Image Credit: Liu Bolin
“The problems are solved, not by giving new information, but by arranging what we have known since long.” – Ludwig Wittgenstein
It turns out, there is a ton valuable data lying around, hiding in plain sight – just waiting for any fool to come along and turn it into something else, something greater. And, it also turns out that I am one such fool who is captivated – perhaps even obsessed – with solving puzzles (like this 8,000-piece beauty purchased – unassembled – at the Louvre, on the right); turning what usually appears as scraps of data into something much clearer, much bigger, and much more valuable – like a piece of art.

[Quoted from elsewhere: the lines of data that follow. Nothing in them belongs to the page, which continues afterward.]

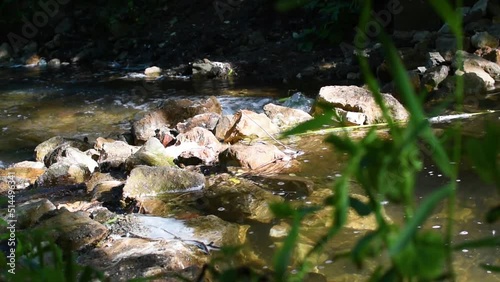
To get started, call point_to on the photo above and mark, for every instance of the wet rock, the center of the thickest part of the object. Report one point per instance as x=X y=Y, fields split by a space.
x=70 y=155
x=64 y=26
x=223 y=126
x=207 y=120
x=171 y=113
x=126 y=259
x=236 y=199
x=63 y=173
x=473 y=85
x=108 y=191
x=146 y=127
x=19 y=177
x=488 y=71
x=359 y=100
x=483 y=40
x=51 y=144
x=147 y=181
x=285 y=117
x=434 y=59
x=74 y=231
x=114 y=153
x=208 y=69
x=493 y=56
x=98 y=178
x=248 y=124
x=257 y=158
x=54 y=63
x=152 y=153
x=280 y=230
x=5 y=52
x=152 y=71
x=434 y=76
x=30 y=212
x=200 y=146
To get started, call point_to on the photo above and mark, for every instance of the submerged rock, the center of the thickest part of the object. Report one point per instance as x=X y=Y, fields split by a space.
x=28 y=213
x=63 y=173
x=152 y=153
x=170 y=114
x=359 y=100
x=72 y=230
x=285 y=117
x=46 y=147
x=126 y=259
x=207 y=120
x=19 y=177
x=237 y=199
x=145 y=181
x=248 y=124
x=257 y=158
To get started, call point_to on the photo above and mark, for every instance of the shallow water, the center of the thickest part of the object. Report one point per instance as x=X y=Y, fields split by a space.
x=38 y=104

So, you might imagine my excited anticipation to finally work on unlocking some of the value contained in 13F holdings reports. (I know, right?! Who isn’t?) Here’s the gist: Basically, all institutional investors – whether they be public or private entities – with discretion over $100 million or more of US equity assets under management must file a quarterly, position-level report to the SEC.
Now, I am certainly not the first fool to dig into a 13F report or two. For instance, there are websites, like Whale Wisdom or Holdings Channel, that specialize in tracking, assembling and picking some of the obvious nuggets out of the latest 13F filings. However, like most everyone else these days, these services tend to focus on easy-to-harvest, quickly-decaying fragments of limited insight – such as, the top holdings of famous managers, like Warren Buffet, George Soros or Bill Ackman – and which also tend to be geared towards a more retail-oriented audience. Lots of interesting lists, but missing the bigger (strategic) picture – where Alphacution usually looks to plant its flag.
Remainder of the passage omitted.